If you blinked you missed it. The UNA election opened and then just as quickly shut down. As of 4:30 Friday, August 9th, only 3 people -Prod Laquain, Ying Zhou (2 year terms), and Thomas Beyer (1 year term)- had submitted nomination papers. These three will be summarily acclaimed as elected. They will start serving with about as much democratic authority as the appointed directors since no UNA citizen will have the chance to vote for or against them.
These three new directors all have impressive community experience and have demonstrated their capacity for community engagement. The UNA will benefit from having them working alongside the democratically elected and the undemocraticly appointed directors. But we have lost somethign valuable by not having a healthy competitive election.
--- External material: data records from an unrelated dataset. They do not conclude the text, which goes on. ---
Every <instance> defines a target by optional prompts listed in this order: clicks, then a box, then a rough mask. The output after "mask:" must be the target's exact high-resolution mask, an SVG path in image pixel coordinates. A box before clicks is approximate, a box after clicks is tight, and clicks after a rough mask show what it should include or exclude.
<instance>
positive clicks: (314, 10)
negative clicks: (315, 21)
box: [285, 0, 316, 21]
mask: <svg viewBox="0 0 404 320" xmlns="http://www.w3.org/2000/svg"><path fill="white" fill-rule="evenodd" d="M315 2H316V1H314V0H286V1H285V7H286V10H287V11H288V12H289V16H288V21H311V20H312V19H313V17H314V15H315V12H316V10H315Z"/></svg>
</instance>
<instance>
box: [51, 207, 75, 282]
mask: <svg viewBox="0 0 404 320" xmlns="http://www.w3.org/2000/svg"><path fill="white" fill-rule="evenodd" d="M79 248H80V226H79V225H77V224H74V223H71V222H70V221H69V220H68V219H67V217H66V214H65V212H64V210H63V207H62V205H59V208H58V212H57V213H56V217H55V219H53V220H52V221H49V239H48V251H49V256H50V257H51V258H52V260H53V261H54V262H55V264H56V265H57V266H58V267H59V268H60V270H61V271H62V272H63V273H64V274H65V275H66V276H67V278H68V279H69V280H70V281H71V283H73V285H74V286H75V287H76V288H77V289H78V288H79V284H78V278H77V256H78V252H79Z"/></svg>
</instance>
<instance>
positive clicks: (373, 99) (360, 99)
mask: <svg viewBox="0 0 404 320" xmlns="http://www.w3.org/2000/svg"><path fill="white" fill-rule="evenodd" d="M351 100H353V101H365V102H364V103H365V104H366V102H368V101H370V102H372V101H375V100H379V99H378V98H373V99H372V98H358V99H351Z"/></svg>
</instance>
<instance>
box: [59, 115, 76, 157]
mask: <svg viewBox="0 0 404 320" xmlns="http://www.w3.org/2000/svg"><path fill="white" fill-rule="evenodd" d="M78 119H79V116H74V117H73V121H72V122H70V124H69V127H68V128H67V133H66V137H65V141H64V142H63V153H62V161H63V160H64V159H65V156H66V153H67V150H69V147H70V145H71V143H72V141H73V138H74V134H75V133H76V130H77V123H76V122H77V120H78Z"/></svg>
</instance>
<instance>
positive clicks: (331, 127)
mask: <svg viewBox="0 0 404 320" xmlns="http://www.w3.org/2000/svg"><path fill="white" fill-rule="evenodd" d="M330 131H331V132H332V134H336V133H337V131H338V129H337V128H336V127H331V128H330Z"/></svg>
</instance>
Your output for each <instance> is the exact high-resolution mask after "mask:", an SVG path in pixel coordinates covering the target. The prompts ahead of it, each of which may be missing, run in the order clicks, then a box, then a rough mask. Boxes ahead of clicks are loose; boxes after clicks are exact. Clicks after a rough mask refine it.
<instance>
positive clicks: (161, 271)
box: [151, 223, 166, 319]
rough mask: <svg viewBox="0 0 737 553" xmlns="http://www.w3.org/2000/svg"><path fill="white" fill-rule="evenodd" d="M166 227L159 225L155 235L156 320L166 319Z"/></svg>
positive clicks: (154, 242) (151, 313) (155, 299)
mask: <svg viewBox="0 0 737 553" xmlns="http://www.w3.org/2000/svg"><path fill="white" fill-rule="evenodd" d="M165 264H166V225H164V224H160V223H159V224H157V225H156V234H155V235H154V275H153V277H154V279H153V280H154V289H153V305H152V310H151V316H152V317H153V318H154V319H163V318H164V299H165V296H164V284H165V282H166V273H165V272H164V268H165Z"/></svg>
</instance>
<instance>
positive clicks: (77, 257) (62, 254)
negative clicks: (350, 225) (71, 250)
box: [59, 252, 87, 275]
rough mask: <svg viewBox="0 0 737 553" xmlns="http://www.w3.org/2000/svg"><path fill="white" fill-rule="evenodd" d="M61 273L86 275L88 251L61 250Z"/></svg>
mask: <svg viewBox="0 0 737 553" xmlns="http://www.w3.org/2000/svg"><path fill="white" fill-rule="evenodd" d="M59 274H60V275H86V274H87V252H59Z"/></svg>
On a positive note these three new directors bring to the table a continuation of the UNA-insider's approach. Laquain has served for many years as a Director, having taken a year off to manage a large private contract. Beyer is an incumbent Director well known for his strong neo-libearl/green views. Zhou, though less well known to the general UNA public, is well known and respected within the UNA Multicultural committee and will pick up where Shaohong Wu left off. This means that the business of the UNA will essentially continue as it has been - no seismic shift has occured in the composition of the board this year.
I should also note that due to the departure of Nancy Knight from employment at UBC the university is in the process of appointing their second UNA Director (yet to be named). Nancy will be missed from our circle of deliberation.
On the matter of democratic deficit the lack of a real election means that key issues will remain entangled within the old insider's network. Despite having tried to shift the balance of discussion during my past year on the board it has become clear that one or two new voices don't make a change. Ideas that could make a difference are deflected by the largely non-elected majority or long-serving directors. If we get an idea moving then the lack of staff (and some directors would like to see us have even fewer staff!) slows the process so that ideas essentially get stale-dated and ignored. What is needed is a complete democratic overall of our local governance system. There is a powerful, outspoken minority of people who are too comfortable with the way thing are currenlty working to do much about effecting real change.
While I can feel comforted in knowing that I will be joined in late September by three competent hard working new acclaimed directors, I feel saddened that the democratic deficit has grown larger and the issues will remain locked within the circle of the old guard for the time being.